Indiana’s inheritance tax will soon be no more.  Under a bill signed by Governor Mitch Daniels this week, the state inheritance tax will be gradually eliminated over the next decade.  Of course, this will further benefit the state’s wealthiest taxpayers even as the state’s poorest residents already pay an effective state and local tax rate more than twice that paid by the rich.  

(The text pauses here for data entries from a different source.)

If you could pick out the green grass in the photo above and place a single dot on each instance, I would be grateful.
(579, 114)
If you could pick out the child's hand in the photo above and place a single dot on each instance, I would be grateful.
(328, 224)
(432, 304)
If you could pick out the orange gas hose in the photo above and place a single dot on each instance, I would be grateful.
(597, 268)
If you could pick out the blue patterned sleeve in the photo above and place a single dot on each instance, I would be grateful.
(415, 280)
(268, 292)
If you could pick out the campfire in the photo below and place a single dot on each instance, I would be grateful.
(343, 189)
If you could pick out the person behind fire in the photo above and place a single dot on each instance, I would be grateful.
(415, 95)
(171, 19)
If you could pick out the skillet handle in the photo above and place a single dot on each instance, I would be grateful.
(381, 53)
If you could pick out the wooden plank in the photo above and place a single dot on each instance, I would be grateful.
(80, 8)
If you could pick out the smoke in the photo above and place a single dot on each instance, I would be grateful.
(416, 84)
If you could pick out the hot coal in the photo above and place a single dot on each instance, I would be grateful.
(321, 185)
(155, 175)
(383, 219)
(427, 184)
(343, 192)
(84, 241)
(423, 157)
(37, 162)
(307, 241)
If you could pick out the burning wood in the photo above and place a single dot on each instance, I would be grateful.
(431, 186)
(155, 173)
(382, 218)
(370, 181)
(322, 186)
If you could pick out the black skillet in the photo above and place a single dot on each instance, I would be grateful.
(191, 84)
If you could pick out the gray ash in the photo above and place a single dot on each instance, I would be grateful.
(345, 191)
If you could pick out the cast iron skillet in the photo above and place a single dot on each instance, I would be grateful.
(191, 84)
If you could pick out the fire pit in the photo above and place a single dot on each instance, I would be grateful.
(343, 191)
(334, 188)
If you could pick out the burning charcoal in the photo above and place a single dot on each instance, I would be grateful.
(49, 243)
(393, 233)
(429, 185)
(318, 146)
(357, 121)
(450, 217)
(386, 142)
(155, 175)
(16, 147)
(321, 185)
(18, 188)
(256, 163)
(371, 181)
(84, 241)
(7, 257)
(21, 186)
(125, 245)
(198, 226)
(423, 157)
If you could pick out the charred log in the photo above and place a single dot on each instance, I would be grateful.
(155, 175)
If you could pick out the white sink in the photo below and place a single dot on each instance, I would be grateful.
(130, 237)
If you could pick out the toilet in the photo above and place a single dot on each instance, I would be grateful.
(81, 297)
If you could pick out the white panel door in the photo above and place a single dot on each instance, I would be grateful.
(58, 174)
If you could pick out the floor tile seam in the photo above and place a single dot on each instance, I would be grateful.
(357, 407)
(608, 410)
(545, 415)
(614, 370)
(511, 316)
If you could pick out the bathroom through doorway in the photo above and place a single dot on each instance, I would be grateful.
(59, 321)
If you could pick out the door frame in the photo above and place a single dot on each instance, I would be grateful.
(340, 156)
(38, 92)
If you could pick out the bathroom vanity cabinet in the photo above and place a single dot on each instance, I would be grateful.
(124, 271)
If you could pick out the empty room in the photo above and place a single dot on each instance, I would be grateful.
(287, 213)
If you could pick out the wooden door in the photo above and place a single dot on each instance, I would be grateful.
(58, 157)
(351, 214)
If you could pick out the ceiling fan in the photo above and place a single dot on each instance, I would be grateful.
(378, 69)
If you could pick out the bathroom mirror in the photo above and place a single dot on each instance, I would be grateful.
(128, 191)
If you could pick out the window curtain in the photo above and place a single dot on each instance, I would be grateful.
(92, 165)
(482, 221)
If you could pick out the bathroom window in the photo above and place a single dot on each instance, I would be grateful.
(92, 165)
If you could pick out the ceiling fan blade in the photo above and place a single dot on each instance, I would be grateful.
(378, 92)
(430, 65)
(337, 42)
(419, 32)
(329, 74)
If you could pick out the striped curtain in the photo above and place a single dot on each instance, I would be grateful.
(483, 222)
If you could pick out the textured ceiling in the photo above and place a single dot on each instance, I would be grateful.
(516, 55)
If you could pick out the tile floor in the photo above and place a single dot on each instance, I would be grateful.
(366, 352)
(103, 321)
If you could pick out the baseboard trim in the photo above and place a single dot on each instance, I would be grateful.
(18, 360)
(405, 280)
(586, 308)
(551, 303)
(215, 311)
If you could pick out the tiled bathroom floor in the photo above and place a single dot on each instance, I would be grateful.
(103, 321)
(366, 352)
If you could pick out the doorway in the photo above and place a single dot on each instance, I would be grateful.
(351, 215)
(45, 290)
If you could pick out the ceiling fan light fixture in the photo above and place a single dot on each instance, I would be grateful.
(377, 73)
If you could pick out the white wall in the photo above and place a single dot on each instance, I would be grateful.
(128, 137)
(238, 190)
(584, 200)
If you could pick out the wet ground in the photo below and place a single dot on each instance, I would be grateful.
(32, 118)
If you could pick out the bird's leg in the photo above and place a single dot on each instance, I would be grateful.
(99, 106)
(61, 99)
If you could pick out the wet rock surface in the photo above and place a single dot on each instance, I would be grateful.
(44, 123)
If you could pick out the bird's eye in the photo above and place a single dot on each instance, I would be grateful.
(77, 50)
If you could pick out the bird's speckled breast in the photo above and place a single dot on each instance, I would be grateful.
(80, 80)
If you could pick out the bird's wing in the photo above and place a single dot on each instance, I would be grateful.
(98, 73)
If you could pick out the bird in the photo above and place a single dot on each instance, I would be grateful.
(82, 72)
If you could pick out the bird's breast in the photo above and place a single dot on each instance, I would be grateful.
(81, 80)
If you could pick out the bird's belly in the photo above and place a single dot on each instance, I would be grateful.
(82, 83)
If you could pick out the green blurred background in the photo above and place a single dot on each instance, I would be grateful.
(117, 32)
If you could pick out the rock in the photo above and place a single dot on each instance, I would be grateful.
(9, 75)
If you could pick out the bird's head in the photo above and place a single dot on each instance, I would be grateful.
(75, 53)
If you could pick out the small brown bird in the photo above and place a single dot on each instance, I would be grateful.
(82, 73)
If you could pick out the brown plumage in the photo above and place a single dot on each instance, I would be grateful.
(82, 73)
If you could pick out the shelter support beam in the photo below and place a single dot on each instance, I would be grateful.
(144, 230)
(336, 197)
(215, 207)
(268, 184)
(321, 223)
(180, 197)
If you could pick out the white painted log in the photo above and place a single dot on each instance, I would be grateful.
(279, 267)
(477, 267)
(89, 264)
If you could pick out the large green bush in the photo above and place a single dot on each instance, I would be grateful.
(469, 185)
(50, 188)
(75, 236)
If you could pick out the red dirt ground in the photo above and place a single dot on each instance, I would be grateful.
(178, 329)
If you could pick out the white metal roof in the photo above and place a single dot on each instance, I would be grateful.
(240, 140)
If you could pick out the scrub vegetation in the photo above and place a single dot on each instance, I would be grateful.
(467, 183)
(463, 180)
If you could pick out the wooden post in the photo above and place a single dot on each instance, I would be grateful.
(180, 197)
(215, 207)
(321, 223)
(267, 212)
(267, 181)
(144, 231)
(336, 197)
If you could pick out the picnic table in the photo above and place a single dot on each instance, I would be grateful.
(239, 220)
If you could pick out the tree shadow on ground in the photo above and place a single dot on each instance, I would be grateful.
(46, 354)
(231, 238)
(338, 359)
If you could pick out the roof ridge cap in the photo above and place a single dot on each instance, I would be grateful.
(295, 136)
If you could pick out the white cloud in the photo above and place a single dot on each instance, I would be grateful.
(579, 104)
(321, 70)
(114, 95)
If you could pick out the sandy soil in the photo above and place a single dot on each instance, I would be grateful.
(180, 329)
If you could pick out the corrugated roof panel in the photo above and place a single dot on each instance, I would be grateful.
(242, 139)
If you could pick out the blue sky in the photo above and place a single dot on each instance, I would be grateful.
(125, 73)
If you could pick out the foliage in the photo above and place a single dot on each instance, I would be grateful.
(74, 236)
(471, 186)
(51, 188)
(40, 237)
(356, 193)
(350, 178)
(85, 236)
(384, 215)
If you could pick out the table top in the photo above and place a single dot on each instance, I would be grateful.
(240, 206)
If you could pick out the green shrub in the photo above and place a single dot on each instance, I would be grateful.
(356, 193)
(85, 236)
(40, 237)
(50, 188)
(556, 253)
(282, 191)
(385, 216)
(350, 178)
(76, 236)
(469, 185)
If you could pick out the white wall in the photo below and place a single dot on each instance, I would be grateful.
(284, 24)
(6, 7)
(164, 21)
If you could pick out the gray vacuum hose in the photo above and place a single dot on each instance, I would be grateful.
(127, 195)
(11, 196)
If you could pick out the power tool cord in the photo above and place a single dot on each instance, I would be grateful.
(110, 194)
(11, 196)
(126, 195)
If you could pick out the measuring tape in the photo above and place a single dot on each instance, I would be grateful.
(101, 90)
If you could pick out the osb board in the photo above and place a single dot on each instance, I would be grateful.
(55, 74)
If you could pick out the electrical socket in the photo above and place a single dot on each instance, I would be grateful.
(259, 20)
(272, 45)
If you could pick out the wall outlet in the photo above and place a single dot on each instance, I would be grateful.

Connecticut lawmakers are seriously considering capping the state’s gasoline tax rate, due to the political pressures created by high gas prices.  A permanent cap, as some lawmakers prefer, would be extremely poor policy because it would flat line the gas tax as a revenue source for years to come.  A temporary cap would be preferable, but the best solution would be one that ITEP recommended for North Carolina last summer: design a cap that limits volatility. This protects consumers from price spikes and stabilizes state budgets without undermining a key source of revenue.

A new ITEP analysis finds that under a South Carolina House Republican plan, poor South Carolinians would see their income tax increase while wealthy taxpayers would pay less. The effect on individual taxpayers in any bracket are not substantial, but the revenue implications for the state are enormous and depend on the working poor to pick up the tab. The Ruoff Group policy shop does a nice job here of explaining why the plan is neither flat nor fair, as its advocates claim.

An outstanding news analysis in the Cincinnati Inquirer describes Ohio Governor John Kasich’s longstanding desire to eliminate the personal income tax altogether, and his current (failing) effort to pay for it with a fracking tax. The story cites a wide range of policy sources, including ITEP’s report debunking the myth that states without income taxes do better, and concludes that low income taxes alone do not make for stronger economies.